Johanna Wretås is the Head of Security, Quality, and CSR at EWork Group. As regards privacy management, she acts as the company’s Data Protection Officer, and has guided the organisation’s implementation of the GDPR, while working to build and maintain sustainable privacy management processes throughout the business.
Could you tell us about the privacy and data protection challenges that your team faced before adopting DPOrganizer?
When our GDPR implementation kicked off, I was the project manager tasked with gaining an overview of our processing activities and raising awareness for privacy. We were initially using Excel when we began mapping our data processing, but this quickly got out of hand. It was hard to get a clear overview in spreadsheets.
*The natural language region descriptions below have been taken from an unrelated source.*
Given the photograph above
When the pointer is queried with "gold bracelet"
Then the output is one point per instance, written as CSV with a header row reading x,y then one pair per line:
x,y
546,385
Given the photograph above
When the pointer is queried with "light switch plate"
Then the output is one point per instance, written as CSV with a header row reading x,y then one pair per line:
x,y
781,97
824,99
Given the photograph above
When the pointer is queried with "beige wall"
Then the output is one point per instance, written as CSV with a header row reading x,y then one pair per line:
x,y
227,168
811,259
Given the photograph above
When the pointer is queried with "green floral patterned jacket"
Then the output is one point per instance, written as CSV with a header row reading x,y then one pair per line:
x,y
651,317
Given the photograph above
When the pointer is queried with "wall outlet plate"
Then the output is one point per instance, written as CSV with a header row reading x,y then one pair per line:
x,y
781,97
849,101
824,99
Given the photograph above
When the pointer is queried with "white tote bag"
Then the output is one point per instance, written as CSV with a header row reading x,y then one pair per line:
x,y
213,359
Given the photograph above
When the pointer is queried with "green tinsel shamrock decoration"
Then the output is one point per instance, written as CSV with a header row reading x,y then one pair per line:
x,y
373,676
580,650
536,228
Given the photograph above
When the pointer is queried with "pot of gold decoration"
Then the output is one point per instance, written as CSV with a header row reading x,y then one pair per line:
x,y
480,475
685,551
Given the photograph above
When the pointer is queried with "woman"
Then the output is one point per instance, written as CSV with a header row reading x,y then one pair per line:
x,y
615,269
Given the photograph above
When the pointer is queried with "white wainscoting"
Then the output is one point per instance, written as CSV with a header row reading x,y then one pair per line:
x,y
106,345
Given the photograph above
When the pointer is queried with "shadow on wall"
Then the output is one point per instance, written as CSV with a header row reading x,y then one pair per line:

We process personal data on thousands of users, and it was exceedingly challenging to see what data we had, who we processed data on, and for what purposes.
In addition, we have 5 distinct business entities in separate countries that all process personal data differently from one another. It was difficult to efficiently explain to both internal stakeholders and to our clients the complete overview of our data processing, especially when our activities and purposes varied across data subject category and legal entity.
When it came to producing accurate privacy policies, it was very time-consuming to generate and update privacy notices for each data subject category and for each legal entity. Especially when our data processing activities inevitably changed over time, the amount of hours needed to update our privacy notices and relevant spreadsheets taxed our bandwidth as a small privacy team.
How did you manage your privacy before switching to DPOrganizer?
We started inventorying and mapping our personal data processing in the fall of 2016 using massive Excel sheets. However, we saw very quickly that we had just too many processing activities to be able to proceed confidently without a software tool. We had 100,000 users and were dealing with so much data. It was important for us that we handled this in a good way from the start.
We also knew that if we underwent an audit, it would be much easier to demonstrate compliance with an easy and well-structured tool like DPOrganizer.
Was there a specific point at which you decided to explore data mapping and privacy management solutions?
When we needed to update information and work actively with our processing information. We work with and reference our data processing details everyday, so we realised we needed a system that made sustaining and improving our data processing simple and convenient. DPOrganizer was the obvious choice.
As the acting DPO, new data processing information comes to me daily. I need to make sure that updates in the system are reflected throughout our processing inventory. This would have been inefficient in Excel sheets. In spreadsheets, I was forced to drill down every inventory adjustment that needed to be carried out when a given processing detail was altered.
By contrast, the data mapping functionality is highly intuitive and tailored to handle updates in our data processing details in DPOrganizer. For example, if I alter a Data Subject Category, I can rest assured that all the necessary updates across any records linked to the DSC are carried out.
What also attracted us to DPOrganizer at this point was the Privacy Notice Management feature, Transparency Widget. We were struggling to get the right data processing information out to the right data subjects. We had multiple privacy notices and no central, standardised way of editing them or posting the relevant information to the data subjects in question.
Transparency Widget allows our clients to pick the data subject category to which they belong on our website. They are then able to view the types of personal data we process on them, for what reason, and for what legal basis. In addition, we can centrally edit this information, as well as the level of detail displayed right from the DPOrganizer app.
In what areas of your privacy program has DPOrganizer delivered the most value? Do you have a favourite feature?
We use the reporting function a lot. I use it especially so I can be super clear about the purposes for which we process certain types of personal data. When we used spreadsheets, it was difficult to give stakeholders a big-picture view of data processing at our company, and for what purposes we can legally process the data we had. When it comes to report building, what would have taken me days in spreadsheets, now only takes me a matter of minutes.
With DPOrganizer’s detailed and easy-to-build reports, I can track my progress and educate my organisation to be more privacy aware. I am able to use practical examples from our own inventory, and explain to my colleagues what information we can and cannot use.
We have also started to use the Data Protection Impact Assessment functionality. I think it’s great that all our information is already readily available in DPOrganizer to conduct our assessments. It makes our work much easier.
What would you recommend to someone considering DPOrganizer and privacy management tools overall?
Be aware that a software tool will not do all the work for you. You need to be very organised when adding information into a system. It’s okay if you need to start again when it comes to organising your processing activities. It takes a lot of time to administer projects involving your data processing inventory because you may only be a team of one or two full or part-time on this. What DPOrganizer really helps you with is making sure that all of your efforts stay structured, and easy to maintain over time. This is one of the few tools out there that really excels in this area.
What has been the biggest breakthrough you have achieved with DPOrganizer over the past few years?
Our breakthrough came when we found the privacy notice manager, DPOrganizer’s Transparency Widget. Now, we don’t have to update every single notice per data subject. When clients ask us questions about our data processing activities, it’s also easier to train staff to refer clients to one area of information that can be easily updated based on changes in the app (the widget on our website).